Multimedia Junkee content to feature on screens across venues, universities and TAFEs
Outdoor business and owner of Junkee Media, Ooh Media, has announced the expansion of its youth publisher to a multi-channel youth content network.
It promises the resulting product will be the biggest of its kind in the country and provide advertisers with a new way to reach young Australians.
The Junkee Network will combine Junkee Media’s content platforms – Junkee, Punkee and AWOL – with Ooh’s out-of-home assets across venues and universities.
Junkee Media reaches 6.4m Australians with its content, according to Ooh Media and Facebook Insights, and will be positioned across more than 100 screens in universities and TAFE campuses across the country, reaching 1.2m students, as well as 220 social venues.
Junkee co-founder and Ooh’s chief content, marketing and creative officer, Neil Ackland, said the network would combine scale and trust.
“We know that young Australians have a lot of trust in Junkee Media’s brands, so when you combine that with the ability to reach millennials and Gen Z at scale in the key locations they hang out in, Junkee Network will solve a lot of pain points for marketers,” said Ackland.
“The future of the out-of-home industry is to continue to evolve to be audience-first, using the smart data capabilities we now have about who those audiences are and what they do.
“We really believe the Junkee Network will be a game-changer for brands to reach young Australians no matter where they are, online or in the real world, in a simple, cost-effective and targeted way.”
The network will use Ooh’s Smart Reach capabilities which utilise data gathering and analysis to help brands target their intended audiences and optimise campaigns.
Ooh Media merged Junkee into its creative and marketing team in May as part of a restructure following some COVID-19 cuts and stand downs.

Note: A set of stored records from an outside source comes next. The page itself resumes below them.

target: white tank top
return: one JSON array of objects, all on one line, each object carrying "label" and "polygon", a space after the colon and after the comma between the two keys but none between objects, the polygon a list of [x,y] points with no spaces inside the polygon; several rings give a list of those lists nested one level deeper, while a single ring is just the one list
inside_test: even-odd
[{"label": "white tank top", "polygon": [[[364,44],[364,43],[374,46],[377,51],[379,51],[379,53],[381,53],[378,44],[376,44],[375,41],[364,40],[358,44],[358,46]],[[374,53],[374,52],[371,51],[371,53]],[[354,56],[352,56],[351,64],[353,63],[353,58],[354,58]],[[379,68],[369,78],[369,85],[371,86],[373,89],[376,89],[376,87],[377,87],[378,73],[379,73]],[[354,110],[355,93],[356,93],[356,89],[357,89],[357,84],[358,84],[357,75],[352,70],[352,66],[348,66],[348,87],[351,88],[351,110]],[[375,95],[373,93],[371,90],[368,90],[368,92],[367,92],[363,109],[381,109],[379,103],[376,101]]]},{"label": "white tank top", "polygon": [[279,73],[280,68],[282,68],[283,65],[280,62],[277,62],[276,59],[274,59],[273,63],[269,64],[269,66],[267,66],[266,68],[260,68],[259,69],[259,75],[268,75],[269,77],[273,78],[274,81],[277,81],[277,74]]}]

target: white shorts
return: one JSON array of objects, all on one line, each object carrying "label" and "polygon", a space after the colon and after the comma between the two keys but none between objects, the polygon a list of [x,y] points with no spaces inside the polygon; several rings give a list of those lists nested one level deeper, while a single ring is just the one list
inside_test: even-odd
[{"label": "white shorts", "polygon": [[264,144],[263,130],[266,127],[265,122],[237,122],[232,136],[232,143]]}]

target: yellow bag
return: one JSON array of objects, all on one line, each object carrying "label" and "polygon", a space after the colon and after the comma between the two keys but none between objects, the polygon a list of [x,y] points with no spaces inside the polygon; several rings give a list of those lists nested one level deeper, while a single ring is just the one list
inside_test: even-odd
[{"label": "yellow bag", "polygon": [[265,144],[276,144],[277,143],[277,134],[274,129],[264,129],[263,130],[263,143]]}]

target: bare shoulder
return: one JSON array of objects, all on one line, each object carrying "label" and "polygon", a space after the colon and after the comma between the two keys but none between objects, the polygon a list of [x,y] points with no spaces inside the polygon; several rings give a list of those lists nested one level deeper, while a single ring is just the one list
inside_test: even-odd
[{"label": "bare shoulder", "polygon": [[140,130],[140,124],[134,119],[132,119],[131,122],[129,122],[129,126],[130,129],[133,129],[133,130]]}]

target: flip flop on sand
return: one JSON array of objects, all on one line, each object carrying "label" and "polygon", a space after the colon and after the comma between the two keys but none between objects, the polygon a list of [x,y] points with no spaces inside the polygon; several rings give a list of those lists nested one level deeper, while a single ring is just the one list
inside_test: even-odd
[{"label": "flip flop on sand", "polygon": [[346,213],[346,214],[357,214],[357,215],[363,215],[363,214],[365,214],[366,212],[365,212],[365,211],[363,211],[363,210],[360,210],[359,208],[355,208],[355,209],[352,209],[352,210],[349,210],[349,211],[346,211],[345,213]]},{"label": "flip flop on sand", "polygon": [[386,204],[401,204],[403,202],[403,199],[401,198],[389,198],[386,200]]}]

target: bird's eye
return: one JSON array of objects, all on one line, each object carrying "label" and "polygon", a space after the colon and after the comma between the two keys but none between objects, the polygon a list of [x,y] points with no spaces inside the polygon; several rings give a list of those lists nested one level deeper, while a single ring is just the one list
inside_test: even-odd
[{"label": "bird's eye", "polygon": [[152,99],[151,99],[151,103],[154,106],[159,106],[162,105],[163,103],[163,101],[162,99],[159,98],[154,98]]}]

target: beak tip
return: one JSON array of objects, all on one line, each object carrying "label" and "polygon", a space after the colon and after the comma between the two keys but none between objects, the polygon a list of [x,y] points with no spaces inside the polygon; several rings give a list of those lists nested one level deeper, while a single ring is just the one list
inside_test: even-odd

Outgoing Ooh Media CEO Brendon Cook said shortly after the outdoor company’s acquisition of Junkee in 2016 that the long-term plan was the utilise the youth publisher’s content across its outdoor properties.
Junkee and Ooh have partnered on several outdoor campaigns recently. Junkee also won a pitch in early 2020 for the Netflix ANZ social and content account.
It’s sad to see that Junkee are fabricating their audience numbers so blatantly. Last month’s Nielsen Digital Content Ratings measured Junkee’s audience at roughly 750k Australians. How on earth do they justify inflating that number by almost tenfold to 6.4 million? And why does Mumbrella publish ridiculously misleading and unaudited audience figures?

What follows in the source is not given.